Le risque pays de l'Argentine est tombé ce mercredi à 410 points de base, après que Moody's Ratings a annoncé le relèvement de la note de la dette souveraine de Caa1 à B3. L'indicateur élaboré par JP Morgan a perdu huit unités dans la journée, rapprochant le pays du seuil des 400 points, un niveau qui n'avait pas été atteint depuis avril 2018, sous le gouvernement de Mauricio Macri.

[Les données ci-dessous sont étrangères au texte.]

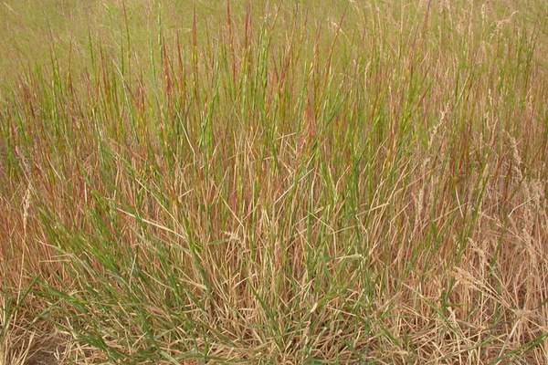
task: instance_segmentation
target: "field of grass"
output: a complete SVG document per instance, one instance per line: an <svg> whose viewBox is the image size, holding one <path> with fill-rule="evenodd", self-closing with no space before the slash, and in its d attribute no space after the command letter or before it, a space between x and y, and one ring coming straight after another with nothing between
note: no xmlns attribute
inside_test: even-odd
<svg viewBox="0 0 548 365"><path fill-rule="evenodd" d="M547 364L545 0L0 1L0 365Z"/></svg>

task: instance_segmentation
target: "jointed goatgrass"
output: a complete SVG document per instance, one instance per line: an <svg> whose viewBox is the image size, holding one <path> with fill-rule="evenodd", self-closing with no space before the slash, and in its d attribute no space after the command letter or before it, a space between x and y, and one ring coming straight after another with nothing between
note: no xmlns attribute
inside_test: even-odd
<svg viewBox="0 0 548 365"><path fill-rule="evenodd" d="M1 5L1 365L548 363L543 1L174 3Z"/></svg>

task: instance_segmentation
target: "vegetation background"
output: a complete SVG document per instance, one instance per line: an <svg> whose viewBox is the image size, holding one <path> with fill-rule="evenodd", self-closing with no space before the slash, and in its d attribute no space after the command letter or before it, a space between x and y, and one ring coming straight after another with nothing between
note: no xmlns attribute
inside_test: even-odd
<svg viewBox="0 0 548 365"><path fill-rule="evenodd" d="M0 2L0 364L548 363L548 3Z"/></svg>

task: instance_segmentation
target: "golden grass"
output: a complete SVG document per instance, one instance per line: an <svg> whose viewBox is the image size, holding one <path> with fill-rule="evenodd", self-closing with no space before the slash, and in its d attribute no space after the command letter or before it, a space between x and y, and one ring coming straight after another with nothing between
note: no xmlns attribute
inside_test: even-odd
<svg viewBox="0 0 548 365"><path fill-rule="evenodd" d="M543 2L45 4L0 365L548 363Z"/></svg>

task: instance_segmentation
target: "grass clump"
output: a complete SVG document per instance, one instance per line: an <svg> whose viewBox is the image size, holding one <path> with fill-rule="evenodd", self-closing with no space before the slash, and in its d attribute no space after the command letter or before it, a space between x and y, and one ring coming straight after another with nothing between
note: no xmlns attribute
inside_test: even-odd
<svg viewBox="0 0 548 365"><path fill-rule="evenodd" d="M0 364L546 363L543 2L181 3L2 5Z"/></svg>

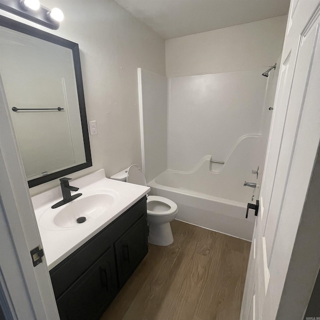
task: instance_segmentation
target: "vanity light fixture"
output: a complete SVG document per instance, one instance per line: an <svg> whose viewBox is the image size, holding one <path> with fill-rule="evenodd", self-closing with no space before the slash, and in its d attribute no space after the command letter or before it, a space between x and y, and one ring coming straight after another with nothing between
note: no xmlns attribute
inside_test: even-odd
<svg viewBox="0 0 320 320"><path fill-rule="evenodd" d="M59 8L54 8L46 14L50 19L54 21L61 22L64 20L64 12Z"/></svg>
<svg viewBox="0 0 320 320"><path fill-rule="evenodd" d="M38 10L40 8L38 0L20 0L20 4L23 8L29 10Z"/></svg>
<svg viewBox="0 0 320 320"><path fill-rule="evenodd" d="M64 19L60 9L46 8L39 0L0 0L0 9L53 30L59 28Z"/></svg>

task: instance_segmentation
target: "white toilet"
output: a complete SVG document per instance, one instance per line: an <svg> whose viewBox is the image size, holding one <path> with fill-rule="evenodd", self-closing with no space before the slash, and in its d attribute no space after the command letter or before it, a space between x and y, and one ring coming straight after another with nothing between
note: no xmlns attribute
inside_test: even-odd
<svg viewBox="0 0 320 320"><path fill-rule="evenodd" d="M136 164L116 174L111 179L146 186L146 178ZM149 224L148 242L157 246L168 246L174 242L170 222L176 216L178 208L173 201L162 196L148 196L146 212Z"/></svg>

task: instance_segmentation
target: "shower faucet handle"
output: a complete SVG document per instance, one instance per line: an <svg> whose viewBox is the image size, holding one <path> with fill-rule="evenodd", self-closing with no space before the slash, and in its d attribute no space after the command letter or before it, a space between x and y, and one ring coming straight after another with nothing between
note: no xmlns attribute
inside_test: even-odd
<svg viewBox="0 0 320 320"><path fill-rule="evenodd" d="M258 168L256 170L252 170L251 172L252 174L256 174L256 178L258 178L258 175L259 174L259 166L258 166Z"/></svg>

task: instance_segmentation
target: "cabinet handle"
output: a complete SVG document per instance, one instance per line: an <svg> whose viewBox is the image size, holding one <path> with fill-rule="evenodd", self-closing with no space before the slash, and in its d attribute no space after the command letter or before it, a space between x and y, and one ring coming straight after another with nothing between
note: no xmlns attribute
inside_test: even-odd
<svg viewBox="0 0 320 320"><path fill-rule="evenodd" d="M100 267L100 274L101 275L101 283L102 285L106 288L108 291L109 291L108 286L108 277L106 273L106 267Z"/></svg>
<svg viewBox="0 0 320 320"><path fill-rule="evenodd" d="M124 260L128 261L130 263L130 260L129 258L129 246L127 244L122 245L122 252L123 253Z"/></svg>

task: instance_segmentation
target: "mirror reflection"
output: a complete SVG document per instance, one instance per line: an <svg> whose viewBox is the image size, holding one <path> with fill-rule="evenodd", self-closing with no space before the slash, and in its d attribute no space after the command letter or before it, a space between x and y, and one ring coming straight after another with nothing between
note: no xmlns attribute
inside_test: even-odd
<svg viewBox="0 0 320 320"><path fill-rule="evenodd" d="M0 48L0 76L30 186L90 166L72 50L4 26Z"/></svg>

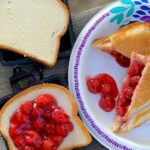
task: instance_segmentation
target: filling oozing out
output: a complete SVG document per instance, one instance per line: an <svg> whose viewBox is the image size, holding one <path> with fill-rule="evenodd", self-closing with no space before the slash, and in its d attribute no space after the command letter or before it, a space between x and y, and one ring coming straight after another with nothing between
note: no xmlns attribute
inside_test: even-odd
<svg viewBox="0 0 150 150"><path fill-rule="evenodd" d="M130 65L130 59L126 56L123 56L122 54L118 53L117 51L111 51L110 55L113 56L116 60L116 62L122 66L122 67L129 67Z"/></svg>
<svg viewBox="0 0 150 150"><path fill-rule="evenodd" d="M53 95L23 103L10 118L9 135L19 150L56 150L73 124Z"/></svg>
<svg viewBox="0 0 150 150"><path fill-rule="evenodd" d="M123 117L128 111L128 108L131 104L133 92L141 78L143 68L144 64L140 60L134 59L131 62L127 76L123 81L122 89L117 100L116 110L119 116Z"/></svg>
<svg viewBox="0 0 150 150"><path fill-rule="evenodd" d="M108 74L99 74L96 77L87 79L87 87L91 93L101 94L99 107L106 112L115 108L115 98L118 95L118 88L115 80Z"/></svg>

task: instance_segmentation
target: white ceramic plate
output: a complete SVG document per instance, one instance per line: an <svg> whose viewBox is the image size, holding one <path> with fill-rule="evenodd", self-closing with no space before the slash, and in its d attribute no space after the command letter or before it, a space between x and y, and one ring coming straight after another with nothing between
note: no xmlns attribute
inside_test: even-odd
<svg viewBox="0 0 150 150"><path fill-rule="evenodd" d="M109 149L150 150L150 122L127 134L111 132L115 111L103 112L98 107L99 96L90 93L87 76L108 73L118 87L126 74L114 59L91 46L94 39L116 31L130 21L150 21L150 0L121 0L113 3L94 16L84 27L72 51L69 65L69 88L74 94L80 115L91 134Z"/></svg>

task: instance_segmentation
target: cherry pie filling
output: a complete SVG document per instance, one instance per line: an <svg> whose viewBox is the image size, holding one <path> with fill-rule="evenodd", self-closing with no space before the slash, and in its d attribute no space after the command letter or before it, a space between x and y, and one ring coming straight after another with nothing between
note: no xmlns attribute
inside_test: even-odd
<svg viewBox="0 0 150 150"><path fill-rule="evenodd" d="M18 150L56 150L73 124L53 95L23 103L11 116L9 135Z"/></svg>
<svg viewBox="0 0 150 150"><path fill-rule="evenodd" d="M128 111L134 90L141 78L143 68L144 64L140 60L134 59L131 62L127 76L123 81L121 92L117 99L116 110L119 116L123 117Z"/></svg>
<svg viewBox="0 0 150 150"><path fill-rule="evenodd" d="M130 59L122 54L118 53L117 51L113 50L110 52L110 55L113 56L116 62L122 67L129 67Z"/></svg>
<svg viewBox="0 0 150 150"><path fill-rule="evenodd" d="M96 77L88 78L87 87L91 93L101 94L99 107L106 112L115 108L115 98L118 95L118 88L115 80L108 74L99 74Z"/></svg>

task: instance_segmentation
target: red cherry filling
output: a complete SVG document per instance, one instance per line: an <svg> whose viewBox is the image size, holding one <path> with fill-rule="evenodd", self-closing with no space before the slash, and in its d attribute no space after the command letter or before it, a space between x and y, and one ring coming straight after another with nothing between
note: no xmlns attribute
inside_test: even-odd
<svg viewBox="0 0 150 150"><path fill-rule="evenodd" d="M115 98L118 95L118 88L115 80L108 74L99 74L87 80L87 86L91 93L101 94L99 106L106 112L115 108Z"/></svg>
<svg viewBox="0 0 150 150"><path fill-rule="evenodd" d="M127 77L123 81L121 92L117 100L117 114L124 116L131 104L131 99L140 80L144 64L140 60L133 60L130 64Z"/></svg>
<svg viewBox="0 0 150 150"><path fill-rule="evenodd" d="M110 55L115 58L117 63L122 67L129 67L130 59L118 53L117 51L110 52Z"/></svg>
<svg viewBox="0 0 150 150"><path fill-rule="evenodd" d="M56 150L72 130L69 116L54 96L44 94L14 112L9 135L19 150Z"/></svg>

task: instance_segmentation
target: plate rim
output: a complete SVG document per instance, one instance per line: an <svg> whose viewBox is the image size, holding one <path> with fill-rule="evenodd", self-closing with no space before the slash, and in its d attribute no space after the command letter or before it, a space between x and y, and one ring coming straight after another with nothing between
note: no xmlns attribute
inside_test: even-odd
<svg viewBox="0 0 150 150"><path fill-rule="evenodd" d="M135 0L133 0L133 1L135 1ZM83 110L81 110L82 108L82 103L83 103L83 101L82 101L82 98L81 98L81 96L78 96L78 94L80 95L80 93L78 93L78 92L74 92L74 87L72 86L72 85L74 85L74 86L76 86L76 82L73 84L73 80L75 80L74 79L74 75L75 75L75 70L77 70L77 68L79 67L79 65L78 65L78 67L77 66L75 66L76 64L77 64L77 62L76 62L76 60L77 60L77 55L79 54L79 53L81 53L81 48L80 48L80 46L83 46L84 44L83 44L83 42L81 42L81 41L83 41L84 40L84 38L86 37L86 35L88 34L88 32L87 32L87 29L89 29L91 26L90 26L90 24L92 24L92 27L94 26L94 24L98 21L97 19L98 18L100 18L101 16L103 16L104 15L104 13L106 14L106 12L108 12L107 10L108 9L110 9L110 7L112 7L112 6L114 6L115 4L118 4L120 1L116 1L116 2L113 2L113 3L111 3L110 5L108 5L106 8L104 8L104 9L102 9L102 10L100 10L98 13L96 13L96 15L94 15L91 19L90 19L90 21L88 21L88 23L84 26L84 28L82 29L82 31L81 31L81 33L79 34L79 36L78 36L78 38L77 38L77 40L76 40L76 42L75 42L75 45L74 45L74 47L73 47L73 50L72 50L72 53L71 53L71 57L70 57L70 61L69 61L69 69L68 69L68 84L69 84L69 89L70 89L70 91L73 93L73 95L75 96L75 98L76 98L76 101L77 101L77 103L78 103L78 105L79 105L79 113L80 113L80 115L81 115L81 118L83 119L83 121L84 121L84 123L85 123L85 125L86 125L86 127L88 128L88 130L89 130L89 132L93 135L93 137L98 141L98 142L100 142L102 145L104 145L105 147L107 147L107 148L111 148L111 149L114 149L114 147L115 148L119 148L119 149L126 149L126 150L132 150L133 148L130 148L130 147L128 147L128 146L126 146L126 145L122 145L122 144L120 144L120 142L116 142L116 143L114 143L114 144L112 144L111 142L109 142L109 145L108 145L108 141L106 141L107 142L107 144L104 142L104 141L102 141L102 140L100 140L96 135L95 135L95 133L92 131L93 130L93 128L91 127L91 125L89 125L89 122L87 122L87 119L85 119L85 115L83 114ZM99 17L98 17L99 16ZM91 27L91 28L92 28ZM90 29L91 29L90 28ZM95 27L96 28L96 27ZM89 30L90 30L89 29ZM89 31L88 30L88 31ZM92 33L92 32L91 32ZM90 33L90 34L91 34ZM90 35L89 34L89 35ZM85 42L86 43L86 42ZM80 56L81 56L81 54L80 54ZM78 71L77 71L78 72ZM77 79L77 77L76 77L76 79ZM77 82L78 82L78 79L77 79ZM80 89L79 89L79 83L78 83L78 88L77 88L77 86L76 86L76 89L77 90L79 90L80 91ZM75 94L74 94L75 93ZM81 103L79 102L79 101L81 101ZM86 107L86 106L85 106ZM92 129L92 130L91 130ZM103 129L100 129L102 132L103 132ZM104 133L105 134L105 133ZM102 136L102 135L101 135ZM107 134L106 134L106 136L108 136ZM109 137L109 136L108 136ZM104 137L103 137L104 138ZM111 141L113 141L113 139L112 138L110 138L110 140ZM122 143L124 143L124 142L122 142ZM118 145L120 145L120 147L118 146ZM148 148L148 147L145 147L145 148Z"/></svg>

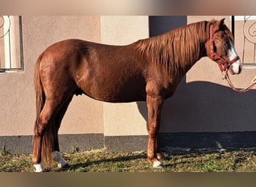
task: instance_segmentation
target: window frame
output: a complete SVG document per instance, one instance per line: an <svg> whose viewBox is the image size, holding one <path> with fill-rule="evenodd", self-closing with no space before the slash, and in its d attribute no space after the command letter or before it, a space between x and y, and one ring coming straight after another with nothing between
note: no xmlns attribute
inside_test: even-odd
<svg viewBox="0 0 256 187"><path fill-rule="evenodd" d="M3 35L0 37L0 40L2 40L0 49L2 49L1 52L4 53L4 55L1 55L0 54L0 73L24 71L22 16L0 16L0 17L2 19L2 24L0 24L0 28L2 26L1 28L4 31L1 32ZM6 20L8 21L5 22ZM13 20L15 20L15 22L13 22ZM9 26L7 25L7 27L9 27L7 31L4 31L4 24L9 24ZM15 25L12 27L13 24ZM4 40L5 41L4 41ZM13 49L15 52L13 51ZM3 57L4 58L4 60ZM9 59L6 61L7 58Z"/></svg>

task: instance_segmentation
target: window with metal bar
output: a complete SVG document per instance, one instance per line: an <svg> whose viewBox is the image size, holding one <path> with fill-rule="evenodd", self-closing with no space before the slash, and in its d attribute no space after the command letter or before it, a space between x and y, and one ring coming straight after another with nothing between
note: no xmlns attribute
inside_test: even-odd
<svg viewBox="0 0 256 187"><path fill-rule="evenodd" d="M256 68L256 16L231 16L235 48L244 67Z"/></svg>
<svg viewBox="0 0 256 187"><path fill-rule="evenodd" d="M22 19L0 16L0 73L24 70Z"/></svg>

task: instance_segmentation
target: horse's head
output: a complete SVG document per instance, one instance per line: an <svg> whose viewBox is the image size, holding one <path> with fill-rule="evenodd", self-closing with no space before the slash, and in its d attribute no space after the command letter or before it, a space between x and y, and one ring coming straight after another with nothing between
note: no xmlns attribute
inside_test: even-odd
<svg viewBox="0 0 256 187"><path fill-rule="evenodd" d="M207 55L218 64L222 72L229 70L232 74L239 74L242 63L234 46L234 36L224 20L210 22Z"/></svg>

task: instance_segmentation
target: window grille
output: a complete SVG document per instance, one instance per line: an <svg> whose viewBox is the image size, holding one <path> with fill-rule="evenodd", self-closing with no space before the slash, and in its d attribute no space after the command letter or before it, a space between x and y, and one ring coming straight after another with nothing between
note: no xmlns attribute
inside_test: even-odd
<svg viewBox="0 0 256 187"><path fill-rule="evenodd" d="M0 73L24 70L22 19L0 16Z"/></svg>

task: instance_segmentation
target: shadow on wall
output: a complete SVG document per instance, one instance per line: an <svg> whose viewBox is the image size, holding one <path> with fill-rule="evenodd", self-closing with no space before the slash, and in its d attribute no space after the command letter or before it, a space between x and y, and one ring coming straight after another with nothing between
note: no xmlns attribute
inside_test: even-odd
<svg viewBox="0 0 256 187"><path fill-rule="evenodd" d="M256 147L256 90L239 94L229 87L183 79L162 111L160 146L226 148ZM137 102L147 120L145 102Z"/></svg>

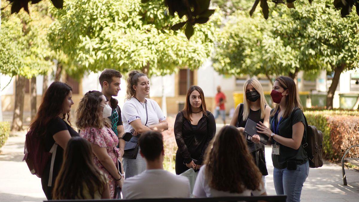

La hausse des obligations souveraines sur le marché local et aux États-Unis a été la réponse immédiate des investisseurs à la décision de Moody's. Les titres hard dollar —Bonares et Globales— ont augmenté en moyenne de 0,2 %, tandis que le marché a célébré la convergence des trois principales agences de notation internationales. Fitch Ratings et Standard & Poor's avaient déjà relevé la note entre mai et juin, et Moody's s'aligne désormais sur le même niveau : B3, l'équivalent du B- des deux autres agences.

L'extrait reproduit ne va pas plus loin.